Overview
Etlworks supports two primary approaches for transforming source documents before they are loaded or sent to the destination:
-
Source Query: Applies a transformation to the entire source document using JavaScript, SQL, or XSLT, before any format-specific or internal processing occurs.
-
Format-Level Configuration: Uses settings defined in the source format (e.g., JSON path, JavaScript preprocessor, or XSLT) to extract or reshape the document during the parsing stage.

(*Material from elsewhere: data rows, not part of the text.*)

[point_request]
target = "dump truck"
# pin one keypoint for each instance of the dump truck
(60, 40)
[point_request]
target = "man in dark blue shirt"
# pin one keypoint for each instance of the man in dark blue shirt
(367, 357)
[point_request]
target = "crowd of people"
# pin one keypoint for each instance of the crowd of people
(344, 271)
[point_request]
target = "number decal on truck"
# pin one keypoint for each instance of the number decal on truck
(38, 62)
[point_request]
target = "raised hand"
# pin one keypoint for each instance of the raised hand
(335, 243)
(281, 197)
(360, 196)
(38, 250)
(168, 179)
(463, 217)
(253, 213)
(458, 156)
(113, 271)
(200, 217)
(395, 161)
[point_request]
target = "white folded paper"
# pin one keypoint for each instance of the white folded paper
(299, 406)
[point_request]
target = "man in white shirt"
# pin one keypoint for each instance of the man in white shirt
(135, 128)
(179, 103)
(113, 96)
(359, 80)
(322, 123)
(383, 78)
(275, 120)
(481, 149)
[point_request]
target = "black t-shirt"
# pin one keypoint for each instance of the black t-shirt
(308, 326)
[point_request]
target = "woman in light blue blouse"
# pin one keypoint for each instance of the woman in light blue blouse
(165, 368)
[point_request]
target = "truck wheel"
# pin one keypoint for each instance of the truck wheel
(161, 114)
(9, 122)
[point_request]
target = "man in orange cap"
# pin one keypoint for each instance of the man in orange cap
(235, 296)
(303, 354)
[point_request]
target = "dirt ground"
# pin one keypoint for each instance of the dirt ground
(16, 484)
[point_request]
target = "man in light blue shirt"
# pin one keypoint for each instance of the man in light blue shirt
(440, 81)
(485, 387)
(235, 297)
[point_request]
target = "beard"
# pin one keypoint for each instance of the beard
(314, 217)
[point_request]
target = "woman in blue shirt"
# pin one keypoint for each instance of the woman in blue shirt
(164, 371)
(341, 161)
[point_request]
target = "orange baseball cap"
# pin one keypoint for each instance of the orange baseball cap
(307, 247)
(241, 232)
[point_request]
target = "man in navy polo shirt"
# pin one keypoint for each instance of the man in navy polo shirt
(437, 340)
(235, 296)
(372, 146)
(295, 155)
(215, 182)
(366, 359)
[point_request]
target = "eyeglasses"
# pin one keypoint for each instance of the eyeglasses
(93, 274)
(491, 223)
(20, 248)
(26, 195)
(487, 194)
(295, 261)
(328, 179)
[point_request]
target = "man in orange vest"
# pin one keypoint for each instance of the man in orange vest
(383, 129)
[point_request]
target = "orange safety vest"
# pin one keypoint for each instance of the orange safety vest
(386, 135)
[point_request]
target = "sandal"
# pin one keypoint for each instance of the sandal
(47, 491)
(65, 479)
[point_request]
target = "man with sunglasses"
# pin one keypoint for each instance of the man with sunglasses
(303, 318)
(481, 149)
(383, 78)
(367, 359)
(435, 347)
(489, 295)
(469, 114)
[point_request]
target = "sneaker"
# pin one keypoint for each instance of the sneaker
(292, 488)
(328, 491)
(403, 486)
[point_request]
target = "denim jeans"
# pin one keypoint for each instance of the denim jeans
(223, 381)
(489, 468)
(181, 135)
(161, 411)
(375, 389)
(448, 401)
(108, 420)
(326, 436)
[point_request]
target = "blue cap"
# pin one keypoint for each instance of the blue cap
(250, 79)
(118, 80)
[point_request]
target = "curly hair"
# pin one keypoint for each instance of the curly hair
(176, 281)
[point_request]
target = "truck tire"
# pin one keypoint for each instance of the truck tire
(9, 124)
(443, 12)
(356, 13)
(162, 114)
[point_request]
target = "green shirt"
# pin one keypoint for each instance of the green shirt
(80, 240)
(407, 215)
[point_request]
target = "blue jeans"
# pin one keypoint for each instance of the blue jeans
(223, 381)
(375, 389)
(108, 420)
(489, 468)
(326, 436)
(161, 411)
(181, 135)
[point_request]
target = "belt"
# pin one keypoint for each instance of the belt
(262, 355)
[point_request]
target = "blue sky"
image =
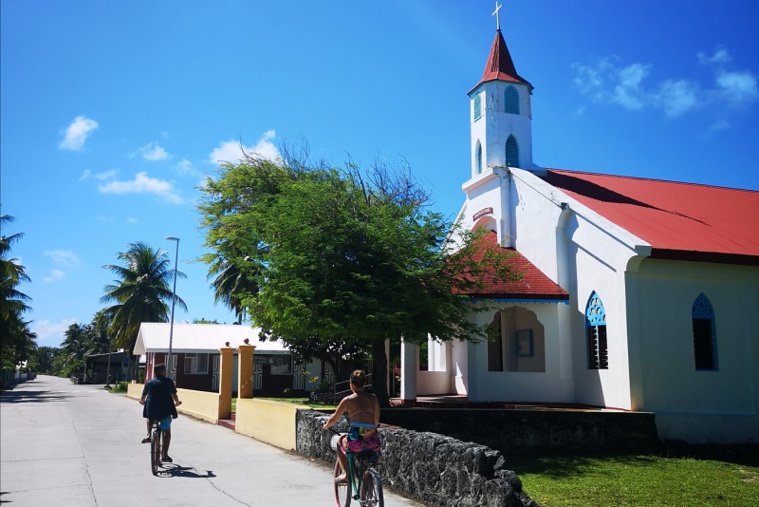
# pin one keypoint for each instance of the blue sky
(114, 112)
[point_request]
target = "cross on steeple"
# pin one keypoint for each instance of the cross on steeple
(496, 14)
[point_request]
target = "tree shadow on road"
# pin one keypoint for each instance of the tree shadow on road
(34, 396)
(173, 470)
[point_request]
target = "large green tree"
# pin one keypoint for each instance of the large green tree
(142, 292)
(17, 342)
(339, 260)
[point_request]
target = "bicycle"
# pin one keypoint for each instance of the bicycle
(156, 447)
(363, 483)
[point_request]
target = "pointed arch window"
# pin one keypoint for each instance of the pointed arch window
(595, 333)
(704, 339)
(511, 99)
(512, 152)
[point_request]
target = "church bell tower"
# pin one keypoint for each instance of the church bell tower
(500, 114)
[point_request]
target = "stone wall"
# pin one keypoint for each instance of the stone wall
(434, 469)
(515, 429)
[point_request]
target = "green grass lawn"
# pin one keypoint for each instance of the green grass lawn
(684, 477)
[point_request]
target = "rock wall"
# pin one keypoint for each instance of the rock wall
(515, 429)
(432, 468)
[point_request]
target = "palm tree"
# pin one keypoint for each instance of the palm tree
(16, 340)
(141, 294)
(74, 344)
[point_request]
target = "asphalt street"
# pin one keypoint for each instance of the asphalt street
(64, 445)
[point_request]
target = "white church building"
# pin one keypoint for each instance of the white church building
(637, 294)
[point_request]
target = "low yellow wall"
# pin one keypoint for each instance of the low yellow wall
(199, 404)
(134, 390)
(271, 422)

Source Query transformations
Source Query is the recommended and most flexible way to transform documents in Etlworks. Instead of configuring transformation logic in a format, you define it directly in the Source Query field of the flow.
Why Use Source Query
-
No need to create or modify formats: Transformations are defined inline within the flow, making them easier to implement, test, and reuse.
-
Executed before internal processing: The transformation is applied to the raw source document before it’s parsed into datasets or mapped to a destination.
-
Supports multiple transformation types: Etlworks automatically detects whether the Source Query is written in SQL, JavaScript, or XSLT.
-
Ideal for JSON-to-JSON flows: Especially useful for web service-to-web service integrations, where unnecessary parsing and serialization can be avoided entirely.
How Source Query Detection Works
Etlworks detects the transformation type based on the content of the Source Query:
-
SQL: If the query is valid SQL, it is executed against the document as a virtual table. This technique is powerful for filtering, reshaping, and querying structured content.
-
JavaScript: If the query is not valid SQL, Etlworks treats it as JavaScript. The raw document is available in the message variable, and the transformed content must be assigned to value.
This is functionally identical to a JavaScript preprocessor in the format, but far more convenient, as it eliminates the need to edit format definitions for each use case.
-
XSLT: If the source format is XML and the query contains valid XSLT, it is automatically applied as a stylesheet transformation. This is equivalent to setting an XSLT in the format but is easier to manage and test directly in the flow.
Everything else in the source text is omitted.